There is no claim that claimant was totally and permanently disabled.

To us it is clear that for the claimant to recover under the “Other Cases” provision, which was what the Industrial Court allowed here, he must have been twice previously operated for hernia in the same area and it must be established by the opinion of a competent surgeon that further surgery will not result in full relief of the condition.
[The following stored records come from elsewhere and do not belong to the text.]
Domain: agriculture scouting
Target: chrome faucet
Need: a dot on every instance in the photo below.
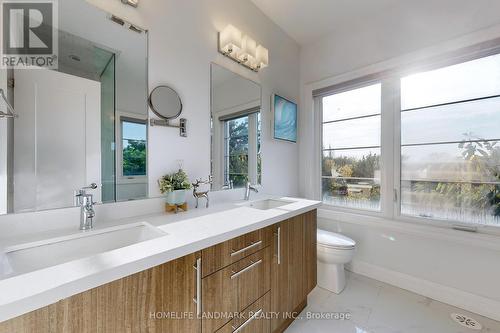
(86, 203)
(197, 195)
(248, 189)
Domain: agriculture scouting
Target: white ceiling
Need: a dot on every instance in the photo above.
(308, 20)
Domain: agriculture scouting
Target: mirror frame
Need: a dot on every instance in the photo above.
(146, 32)
(156, 112)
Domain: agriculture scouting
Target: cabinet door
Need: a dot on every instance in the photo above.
(296, 290)
(310, 251)
(254, 319)
(279, 276)
(125, 305)
(131, 304)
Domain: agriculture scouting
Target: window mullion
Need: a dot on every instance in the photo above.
(389, 101)
(396, 192)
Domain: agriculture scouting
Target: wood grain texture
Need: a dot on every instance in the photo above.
(258, 325)
(296, 261)
(279, 276)
(219, 256)
(223, 295)
(295, 277)
(293, 314)
(125, 305)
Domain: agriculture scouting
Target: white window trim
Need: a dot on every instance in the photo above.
(252, 172)
(391, 136)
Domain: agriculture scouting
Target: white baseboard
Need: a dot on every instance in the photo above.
(477, 304)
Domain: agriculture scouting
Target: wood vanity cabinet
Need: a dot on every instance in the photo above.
(256, 275)
(293, 272)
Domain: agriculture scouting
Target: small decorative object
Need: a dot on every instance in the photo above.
(243, 49)
(167, 105)
(285, 119)
(175, 187)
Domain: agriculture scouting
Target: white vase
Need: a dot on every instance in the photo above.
(176, 197)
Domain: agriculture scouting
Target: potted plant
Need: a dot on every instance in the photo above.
(175, 187)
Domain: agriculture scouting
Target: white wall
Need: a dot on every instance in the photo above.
(443, 264)
(183, 42)
(3, 147)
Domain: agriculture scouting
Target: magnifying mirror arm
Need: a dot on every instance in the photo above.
(197, 195)
(11, 113)
(182, 126)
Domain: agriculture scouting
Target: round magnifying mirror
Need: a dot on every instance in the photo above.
(165, 102)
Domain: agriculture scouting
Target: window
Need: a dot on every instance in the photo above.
(351, 148)
(450, 156)
(236, 148)
(134, 142)
(448, 164)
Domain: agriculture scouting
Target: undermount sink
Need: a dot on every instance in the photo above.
(34, 256)
(268, 204)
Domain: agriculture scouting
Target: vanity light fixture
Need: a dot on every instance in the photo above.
(133, 3)
(243, 49)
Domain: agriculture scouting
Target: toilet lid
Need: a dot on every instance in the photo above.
(333, 240)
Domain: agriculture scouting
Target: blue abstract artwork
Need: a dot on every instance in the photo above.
(285, 119)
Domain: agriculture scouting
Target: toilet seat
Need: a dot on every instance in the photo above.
(335, 241)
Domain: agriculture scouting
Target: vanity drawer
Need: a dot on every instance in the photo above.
(226, 253)
(234, 288)
(253, 319)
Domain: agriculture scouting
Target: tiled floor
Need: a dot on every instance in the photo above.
(376, 307)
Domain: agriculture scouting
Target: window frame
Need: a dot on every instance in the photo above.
(318, 100)
(391, 135)
(129, 117)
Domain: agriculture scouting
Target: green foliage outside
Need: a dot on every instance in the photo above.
(350, 167)
(238, 152)
(483, 159)
(134, 158)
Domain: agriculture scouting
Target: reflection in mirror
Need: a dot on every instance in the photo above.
(236, 130)
(84, 123)
(165, 102)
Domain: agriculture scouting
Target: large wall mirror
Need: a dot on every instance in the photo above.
(236, 130)
(84, 123)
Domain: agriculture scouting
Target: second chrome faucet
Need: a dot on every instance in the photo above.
(249, 188)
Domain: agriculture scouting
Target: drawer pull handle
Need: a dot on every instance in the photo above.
(248, 321)
(197, 298)
(278, 234)
(236, 252)
(235, 275)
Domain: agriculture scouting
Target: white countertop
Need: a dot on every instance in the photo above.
(186, 233)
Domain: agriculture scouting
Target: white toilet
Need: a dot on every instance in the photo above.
(334, 250)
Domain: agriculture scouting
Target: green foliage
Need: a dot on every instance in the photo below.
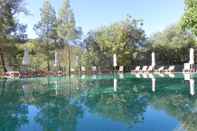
(46, 30)
(122, 38)
(189, 20)
(172, 46)
(66, 28)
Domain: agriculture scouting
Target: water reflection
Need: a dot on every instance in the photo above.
(99, 102)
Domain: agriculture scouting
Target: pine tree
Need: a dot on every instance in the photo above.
(66, 29)
(46, 28)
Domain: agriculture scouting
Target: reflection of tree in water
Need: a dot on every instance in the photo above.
(57, 111)
(124, 106)
(174, 98)
(13, 111)
(60, 101)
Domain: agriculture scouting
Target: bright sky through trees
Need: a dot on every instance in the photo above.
(91, 14)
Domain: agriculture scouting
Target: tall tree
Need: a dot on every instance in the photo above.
(46, 29)
(189, 20)
(122, 38)
(10, 28)
(66, 29)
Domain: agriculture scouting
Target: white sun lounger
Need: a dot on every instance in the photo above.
(121, 69)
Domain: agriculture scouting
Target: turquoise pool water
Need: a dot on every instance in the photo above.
(121, 102)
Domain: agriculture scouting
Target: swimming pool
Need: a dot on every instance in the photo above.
(119, 102)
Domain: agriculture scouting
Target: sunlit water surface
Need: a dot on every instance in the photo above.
(121, 102)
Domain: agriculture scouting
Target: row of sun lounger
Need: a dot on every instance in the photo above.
(151, 69)
(94, 69)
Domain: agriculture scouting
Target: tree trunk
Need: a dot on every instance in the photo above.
(69, 61)
(3, 61)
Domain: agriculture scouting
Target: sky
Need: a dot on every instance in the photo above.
(92, 14)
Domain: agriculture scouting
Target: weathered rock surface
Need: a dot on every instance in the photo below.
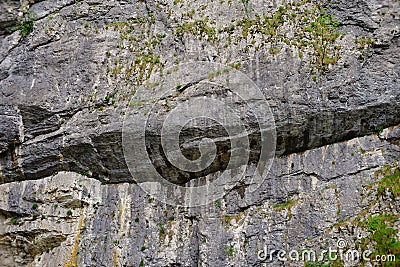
(72, 220)
(64, 90)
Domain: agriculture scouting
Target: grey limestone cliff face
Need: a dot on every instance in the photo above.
(329, 72)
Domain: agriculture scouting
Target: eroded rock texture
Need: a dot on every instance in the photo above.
(65, 85)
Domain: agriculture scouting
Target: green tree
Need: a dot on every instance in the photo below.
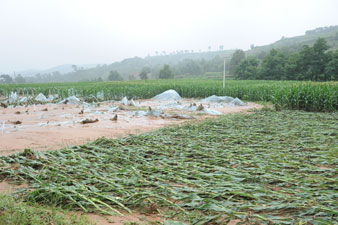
(320, 59)
(331, 68)
(19, 79)
(6, 79)
(273, 66)
(166, 72)
(312, 61)
(236, 59)
(247, 69)
(114, 75)
(144, 73)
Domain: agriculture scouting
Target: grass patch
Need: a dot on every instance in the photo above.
(16, 212)
(265, 167)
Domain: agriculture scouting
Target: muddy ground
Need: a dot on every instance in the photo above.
(54, 126)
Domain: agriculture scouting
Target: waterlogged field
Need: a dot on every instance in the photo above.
(309, 96)
(267, 167)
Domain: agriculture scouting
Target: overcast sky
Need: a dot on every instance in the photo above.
(38, 34)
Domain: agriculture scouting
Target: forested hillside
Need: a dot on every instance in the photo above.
(186, 64)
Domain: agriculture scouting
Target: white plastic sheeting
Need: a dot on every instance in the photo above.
(168, 95)
(124, 101)
(71, 100)
(41, 98)
(13, 98)
(237, 102)
(218, 99)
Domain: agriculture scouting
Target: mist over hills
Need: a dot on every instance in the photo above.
(62, 69)
(185, 63)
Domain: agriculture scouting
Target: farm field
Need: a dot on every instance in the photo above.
(269, 165)
(266, 167)
(309, 96)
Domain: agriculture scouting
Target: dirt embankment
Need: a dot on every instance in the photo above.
(54, 126)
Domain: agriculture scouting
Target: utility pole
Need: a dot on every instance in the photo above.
(224, 74)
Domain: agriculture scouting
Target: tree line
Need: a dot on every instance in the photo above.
(314, 63)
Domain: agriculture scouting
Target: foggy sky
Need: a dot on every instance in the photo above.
(38, 34)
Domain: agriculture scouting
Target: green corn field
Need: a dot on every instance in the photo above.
(309, 96)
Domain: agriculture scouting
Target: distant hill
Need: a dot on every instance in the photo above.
(296, 43)
(62, 69)
(183, 63)
(131, 67)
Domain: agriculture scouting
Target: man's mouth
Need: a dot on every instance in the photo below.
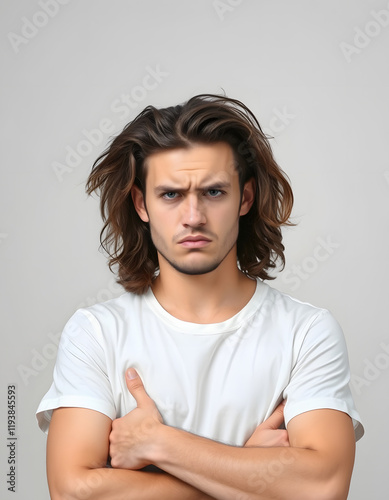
(197, 241)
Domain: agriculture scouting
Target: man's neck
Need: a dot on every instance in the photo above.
(208, 298)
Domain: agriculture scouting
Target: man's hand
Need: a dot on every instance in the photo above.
(132, 435)
(268, 434)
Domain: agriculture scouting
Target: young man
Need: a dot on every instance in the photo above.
(196, 367)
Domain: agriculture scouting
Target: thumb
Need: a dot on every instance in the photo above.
(136, 387)
(276, 418)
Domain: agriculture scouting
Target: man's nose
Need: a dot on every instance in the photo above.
(193, 212)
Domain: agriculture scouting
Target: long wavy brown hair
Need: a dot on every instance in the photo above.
(203, 119)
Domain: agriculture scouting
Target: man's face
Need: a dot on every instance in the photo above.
(193, 205)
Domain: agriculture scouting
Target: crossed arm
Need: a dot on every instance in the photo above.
(312, 460)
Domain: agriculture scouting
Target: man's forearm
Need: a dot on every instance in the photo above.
(117, 484)
(227, 472)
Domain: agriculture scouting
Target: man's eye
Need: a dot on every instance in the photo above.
(171, 195)
(214, 193)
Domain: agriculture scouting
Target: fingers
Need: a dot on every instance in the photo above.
(276, 418)
(136, 387)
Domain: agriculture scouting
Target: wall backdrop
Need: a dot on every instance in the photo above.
(74, 73)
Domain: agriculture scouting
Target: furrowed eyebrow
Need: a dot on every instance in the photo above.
(171, 189)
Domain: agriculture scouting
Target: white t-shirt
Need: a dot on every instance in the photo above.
(216, 380)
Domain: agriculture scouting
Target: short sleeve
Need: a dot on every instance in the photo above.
(80, 376)
(320, 375)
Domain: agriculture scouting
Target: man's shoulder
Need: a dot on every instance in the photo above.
(287, 303)
(113, 312)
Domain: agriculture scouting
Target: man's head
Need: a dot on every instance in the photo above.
(187, 185)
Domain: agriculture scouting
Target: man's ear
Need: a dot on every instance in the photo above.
(139, 203)
(248, 196)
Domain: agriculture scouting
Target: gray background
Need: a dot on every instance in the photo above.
(316, 75)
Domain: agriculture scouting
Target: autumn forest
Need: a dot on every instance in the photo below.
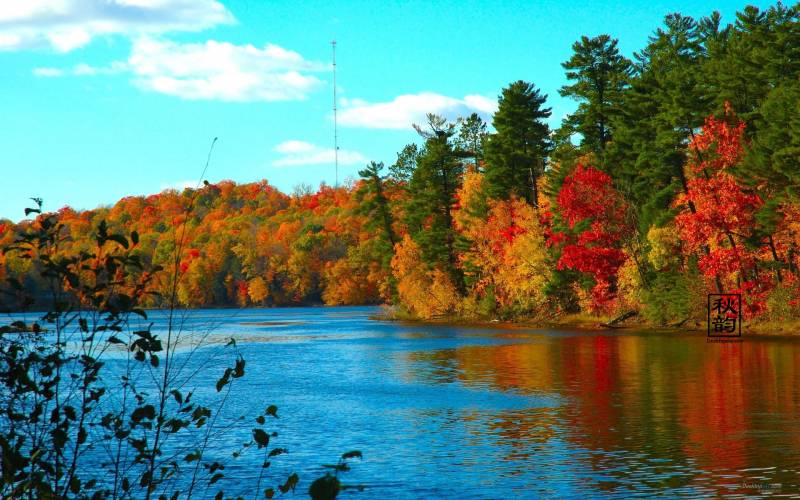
(677, 176)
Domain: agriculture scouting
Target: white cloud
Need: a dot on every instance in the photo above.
(180, 185)
(48, 72)
(222, 71)
(65, 25)
(82, 69)
(305, 153)
(405, 110)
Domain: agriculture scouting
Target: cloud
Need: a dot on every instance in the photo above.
(82, 69)
(222, 71)
(180, 185)
(48, 72)
(407, 109)
(65, 25)
(305, 153)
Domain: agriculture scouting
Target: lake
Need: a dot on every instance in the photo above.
(457, 412)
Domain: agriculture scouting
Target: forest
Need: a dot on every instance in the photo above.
(677, 176)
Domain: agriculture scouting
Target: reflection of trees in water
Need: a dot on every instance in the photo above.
(654, 410)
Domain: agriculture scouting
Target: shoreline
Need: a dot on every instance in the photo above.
(789, 329)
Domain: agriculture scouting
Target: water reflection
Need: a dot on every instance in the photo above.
(641, 411)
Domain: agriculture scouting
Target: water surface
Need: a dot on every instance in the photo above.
(456, 412)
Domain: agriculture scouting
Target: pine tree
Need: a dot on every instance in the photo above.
(600, 75)
(471, 134)
(516, 154)
(432, 189)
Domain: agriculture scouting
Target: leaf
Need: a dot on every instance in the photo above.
(352, 454)
(177, 395)
(238, 370)
(119, 239)
(290, 483)
(224, 380)
(261, 438)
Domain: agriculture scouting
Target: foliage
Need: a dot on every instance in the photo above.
(70, 426)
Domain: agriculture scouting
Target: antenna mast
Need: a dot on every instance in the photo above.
(335, 118)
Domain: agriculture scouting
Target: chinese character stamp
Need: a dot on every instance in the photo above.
(724, 315)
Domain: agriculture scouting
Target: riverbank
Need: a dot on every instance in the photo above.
(591, 323)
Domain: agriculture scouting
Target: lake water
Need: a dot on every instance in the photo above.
(456, 412)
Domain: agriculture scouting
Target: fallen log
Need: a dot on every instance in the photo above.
(614, 323)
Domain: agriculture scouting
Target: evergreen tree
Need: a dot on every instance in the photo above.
(600, 75)
(471, 134)
(402, 169)
(373, 201)
(516, 154)
(432, 189)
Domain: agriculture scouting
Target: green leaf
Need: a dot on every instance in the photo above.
(352, 454)
(261, 438)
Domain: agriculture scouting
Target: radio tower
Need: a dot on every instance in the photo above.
(335, 122)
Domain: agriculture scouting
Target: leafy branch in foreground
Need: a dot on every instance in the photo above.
(93, 402)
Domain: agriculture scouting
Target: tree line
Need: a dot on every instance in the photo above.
(676, 176)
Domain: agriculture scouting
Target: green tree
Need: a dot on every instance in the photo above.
(471, 134)
(373, 201)
(432, 188)
(600, 75)
(516, 154)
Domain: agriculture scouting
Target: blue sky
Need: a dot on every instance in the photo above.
(101, 99)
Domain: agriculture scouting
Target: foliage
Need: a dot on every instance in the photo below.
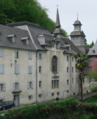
(93, 87)
(89, 46)
(26, 10)
(93, 63)
(65, 109)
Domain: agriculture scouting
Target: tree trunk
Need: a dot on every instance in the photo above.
(81, 86)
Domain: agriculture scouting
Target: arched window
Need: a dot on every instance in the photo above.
(54, 64)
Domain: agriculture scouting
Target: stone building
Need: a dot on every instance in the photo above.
(37, 66)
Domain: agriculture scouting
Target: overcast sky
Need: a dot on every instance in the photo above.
(68, 9)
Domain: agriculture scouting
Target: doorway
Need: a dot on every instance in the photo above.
(16, 100)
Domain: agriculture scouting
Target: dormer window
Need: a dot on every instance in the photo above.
(93, 51)
(11, 38)
(25, 40)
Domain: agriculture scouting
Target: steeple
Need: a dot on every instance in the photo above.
(58, 32)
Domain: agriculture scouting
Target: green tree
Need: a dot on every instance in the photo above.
(26, 10)
(81, 63)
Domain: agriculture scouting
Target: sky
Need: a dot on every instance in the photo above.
(68, 9)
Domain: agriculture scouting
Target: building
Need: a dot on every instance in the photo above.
(37, 66)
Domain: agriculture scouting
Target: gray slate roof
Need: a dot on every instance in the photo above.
(5, 42)
(91, 52)
(77, 22)
(77, 33)
(73, 47)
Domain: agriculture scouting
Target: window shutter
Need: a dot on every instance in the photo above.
(30, 69)
(30, 55)
(13, 86)
(0, 87)
(42, 56)
(4, 89)
(16, 69)
(32, 84)
(19, 86)
(1, 53)
(28, 85)
(2, 69)
(15, 54)
(38, 56)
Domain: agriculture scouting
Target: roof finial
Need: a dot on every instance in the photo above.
(77, 16)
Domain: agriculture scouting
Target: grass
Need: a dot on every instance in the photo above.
(91, 99)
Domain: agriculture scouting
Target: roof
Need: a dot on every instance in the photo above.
(77, 22)
(93, 50)
(83, 49)
(24, 23)
(5, 42)
(68, 41)
(77, 33)
(58, 31)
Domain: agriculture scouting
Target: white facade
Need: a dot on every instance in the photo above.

Upon reaching this decision we must vacate the award for 5% permanent partial disability to the body as a whole which was in the amount of $750.00.

As to respondent’s second proposition that the Industrial Court erred in awarding fourteen weeks temporary total compensation for the claimant’s hernia injury because he received his salary while incapacitated, we cannot agree. In Williams v. Commander Mills, 181 Okl. 362, 73 P.2d 1143, 1144, we held:

* * * The law was thereafter amended by chapter 61, S.L.1923, so as to include hernia as a separate subdivision under schedule of specific injuries. * * * ”

We further held in Wilkerson Chevrolet, Inc. v. Mackey, Okl., 367 P.2d 165:

“Scheduled compensation for a specific injury is to be awarded even though there is no loss of earning power. 99 C.J.S. Workmen’s Compensation § 306, p. 1106, and Nelson v. Rialto Mining Co., 194 Okl. 628, 154 P.2d 87, 89.”

Under 85 O.S.1961 § 22(3), an injury resulting in hernia is considered a specific injury and an award is provided for “temporary total compensation for fourteen (14) weeks and the cost of an operation * *.” Although an award for an injury resulting *487in hernia consists of two forms of compensation, the award must be treated on the same footing with the single form of compensation provided for other specific injuries. Therefore, the employer can claim no credit either for the cost of the operation or the award of compensation for fourteen (14) weeks, on the grounds that claimant received a salary during part of the fourteen weeks for which he was paid compensation.

The award of the Industrial Court is vacated as to the $750.00 and sustained as to the $490.00 award, and attorneys’ fee shall be adjusted proportionately.

BLACKBIRD, C. J., and JOHNSON, WILLIAMS, IRWIN and BERRY, JJ., concur.